A alienação fiduciária é pactuada por meio de negócio jurídico de disposição condicional, ou seja, que se subordina a uma condição resolutiva, eis que a propriedade fiduciária cessa em favor do alienante (credor fiduciário), quando verificada a implementação da condição, não se exigindo, para tanto, nova declaração de vontade do adquirente ou do alienante[2]
No que se refere à alienação fiduciária de bens imóveis, comumente o adquirente do bem transfere a sua propriedade a um agente financeiro, pelo período que durar o financiamento. O artigo 38 da Lei 9.514/97 prevê que a forma de celebração contrato (negócio jurídico) pode se dar por instrumento público ou particular com efeitos de escritura pública.

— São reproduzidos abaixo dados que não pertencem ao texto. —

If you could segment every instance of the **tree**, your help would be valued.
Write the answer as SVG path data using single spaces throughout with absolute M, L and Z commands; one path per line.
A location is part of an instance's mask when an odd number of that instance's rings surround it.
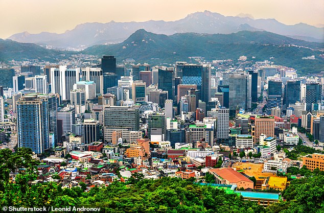
M 240 152 L 240 158 L 242 158 L 243 157 L 245 157 L 245 152 L 244 152 L 244 151 Z

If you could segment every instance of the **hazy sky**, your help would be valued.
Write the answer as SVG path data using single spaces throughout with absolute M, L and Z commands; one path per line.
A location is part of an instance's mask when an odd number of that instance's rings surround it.
M 324 23 L 324 0 L 0 0 L 0 38 L 24 31 L 61 33 L 86 22 L 175 20 L 204 10 L 287 25 Z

Exige-se que o contrato, que serve de título ao negócio jurídico fiduciário de coisa imóvel, contenha: o valor do principal da dívida; o prazo e as condições de reposição do empréstimo ou do crédito do fiduciário; a taxa de juros e os encargos incidentes; a cláusula de constituição da propriedade fiduciária, com a descrição do imóvel objeto da alienação fiduciária e a indicação do título e modo de aquisição; a cláusula assegurando ao fiduciante, enquanto adimplente, a livre utilização, por sua conta e risco, do imóvel objeto da alienação fiduciária; a indicação para efeito de venda em público leilão, do valor do imóvel e dos critérios para a respectiva revisão e cláusula dispondo sobre lances do leilão para alienação do imóvel (artigos 24, I a VII, e 27 da Lei 9.514/97).

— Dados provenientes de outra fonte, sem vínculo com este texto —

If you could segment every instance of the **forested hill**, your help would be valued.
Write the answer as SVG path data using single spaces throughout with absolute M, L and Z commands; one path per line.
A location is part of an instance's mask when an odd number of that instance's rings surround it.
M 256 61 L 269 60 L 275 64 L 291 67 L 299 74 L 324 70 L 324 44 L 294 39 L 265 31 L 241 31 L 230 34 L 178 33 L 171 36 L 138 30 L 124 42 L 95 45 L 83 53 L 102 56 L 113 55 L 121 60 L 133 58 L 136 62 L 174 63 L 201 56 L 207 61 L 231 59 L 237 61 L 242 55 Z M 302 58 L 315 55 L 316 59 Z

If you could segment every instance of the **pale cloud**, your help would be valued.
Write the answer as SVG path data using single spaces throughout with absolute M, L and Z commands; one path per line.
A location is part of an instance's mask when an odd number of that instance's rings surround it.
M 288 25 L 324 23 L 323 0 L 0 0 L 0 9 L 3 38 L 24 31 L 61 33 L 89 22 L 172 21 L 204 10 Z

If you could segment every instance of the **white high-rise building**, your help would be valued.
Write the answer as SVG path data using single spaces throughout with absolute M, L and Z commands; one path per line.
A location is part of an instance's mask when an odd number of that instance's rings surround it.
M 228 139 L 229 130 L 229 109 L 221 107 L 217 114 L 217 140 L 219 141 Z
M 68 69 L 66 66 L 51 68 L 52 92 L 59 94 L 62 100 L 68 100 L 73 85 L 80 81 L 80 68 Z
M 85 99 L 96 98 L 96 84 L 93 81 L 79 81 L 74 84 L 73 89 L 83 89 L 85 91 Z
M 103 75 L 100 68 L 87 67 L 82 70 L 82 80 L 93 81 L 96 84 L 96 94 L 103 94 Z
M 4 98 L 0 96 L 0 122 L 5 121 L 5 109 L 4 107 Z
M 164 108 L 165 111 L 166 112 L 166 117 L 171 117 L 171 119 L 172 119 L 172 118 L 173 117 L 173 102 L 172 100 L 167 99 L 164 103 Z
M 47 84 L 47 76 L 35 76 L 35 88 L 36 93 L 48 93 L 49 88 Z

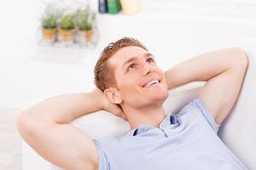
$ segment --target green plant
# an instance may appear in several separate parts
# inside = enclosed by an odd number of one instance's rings
[[[95,14],[89,7],[78,9],[75,14],[75,24],[80,31],[91,30],[95,24]]]
[[[60,21],[60,27],[62,30],[72,30],[74,28],[73,14],[64,14]]]
[[[42,26],[47,29],[57,27],[59,17],[60,13],[51,4],[47,5],[41,18]]]

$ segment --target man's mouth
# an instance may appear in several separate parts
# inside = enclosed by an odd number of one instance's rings
[[[160,83],[160,79],[155,79],[155,78],[154,79],[150,79],[150,80],[147,81],[146,82],[144,82],[142,87],[143,88],[148,88],[148,87],[150,87],[154,84],[157,84],[157,83]]]

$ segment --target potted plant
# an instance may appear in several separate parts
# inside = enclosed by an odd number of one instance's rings
[[[79,42],[91,42],[95,25],[95,14],[89,7],[85,9],[78,9],[75,14],[75,24],[78,28]]]
[[[41,19],[42,31],[44,39],[55,42],[57,28],[57,20],[59,13],[50,5],[46,6],[44,13]]]
[[[72,42],[74,33],[73,14],[63,14],[59,25],[61,40],[64,42]]]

Para constituição da propriedade fiduciária de bens imóveis, faz-se necessário que o contrato seja levado a registro perante o cartório de registro de imóveis da respectiva circunscrição territorial (artigo 23, da Lei 9.514/97); desde que o contrato por meio do qual se instituiu a alienação fiduciária preencha os requisitos elencados acima (art. 24, da Lei 9.514/97), “omitido esse requisito ter-se-á apenas um direito de crédito, sem oponibilidade erga omnes e sem execução direta”[3]
Com a constituição da propriedade fiduciária, opera-se o desdobramento da posse, de modo que o devedor (fiduciante) torna-se possuidor direto e o credor (fiduciário) indireto da coisa imóvel.

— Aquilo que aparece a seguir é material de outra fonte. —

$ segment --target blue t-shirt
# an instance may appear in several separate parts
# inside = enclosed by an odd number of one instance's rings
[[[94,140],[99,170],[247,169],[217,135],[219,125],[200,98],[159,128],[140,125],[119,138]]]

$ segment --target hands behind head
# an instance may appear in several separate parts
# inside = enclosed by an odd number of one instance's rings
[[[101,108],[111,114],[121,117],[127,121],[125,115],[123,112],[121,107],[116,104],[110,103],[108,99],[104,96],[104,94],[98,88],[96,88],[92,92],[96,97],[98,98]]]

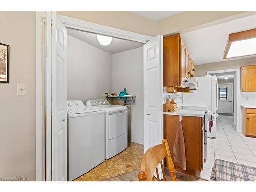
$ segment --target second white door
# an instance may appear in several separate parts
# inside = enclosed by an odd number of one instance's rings
[[[232,84],[218,86],[219,105],[217,113],[233,113],[233,90]]]

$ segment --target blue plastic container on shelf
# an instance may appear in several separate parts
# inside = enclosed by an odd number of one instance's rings
[[[118,96],[118,97],[123,97],[123,96],[125,95],[129,95],[128,93],[126,92],[126,88],[124,88],[124,90],[123,90],[123,91],[121,91],[121,92],[120,92],[119,95]],[[121,99],[122,99],[122,100],[126,100],[127,98],[126,97],[124,97],[123,98],[121,98]]]

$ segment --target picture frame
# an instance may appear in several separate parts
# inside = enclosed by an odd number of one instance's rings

Como asseverado acima, não se exige nova declaração de vontade para que a propriedade, uma vez verificada a condição resolutiva, seja consolidada na pessoa do adquirente. Isto é, o termo de quitação da dívida, conforme previsto de modo expresso no artigo 25, § 2º, da Lei 9.514/97, poderá ser levado diretamente ao registro imobiliário, a fim de cancelar a alienação fiduciária e consolidar, de forma plena, a propriedade do bem nas mãos do fiduciante (adquirente).
A Lei 9.514/97 consubstancia o que a jurisprudência já vinha admitindo: a possibilidade de alienação fiduciária de coisa imóvel (artigos 22 a 23), incidindo sobre imóvel concluído ou em construção, nos termos do artigo 51 da Lei 10.931/2004.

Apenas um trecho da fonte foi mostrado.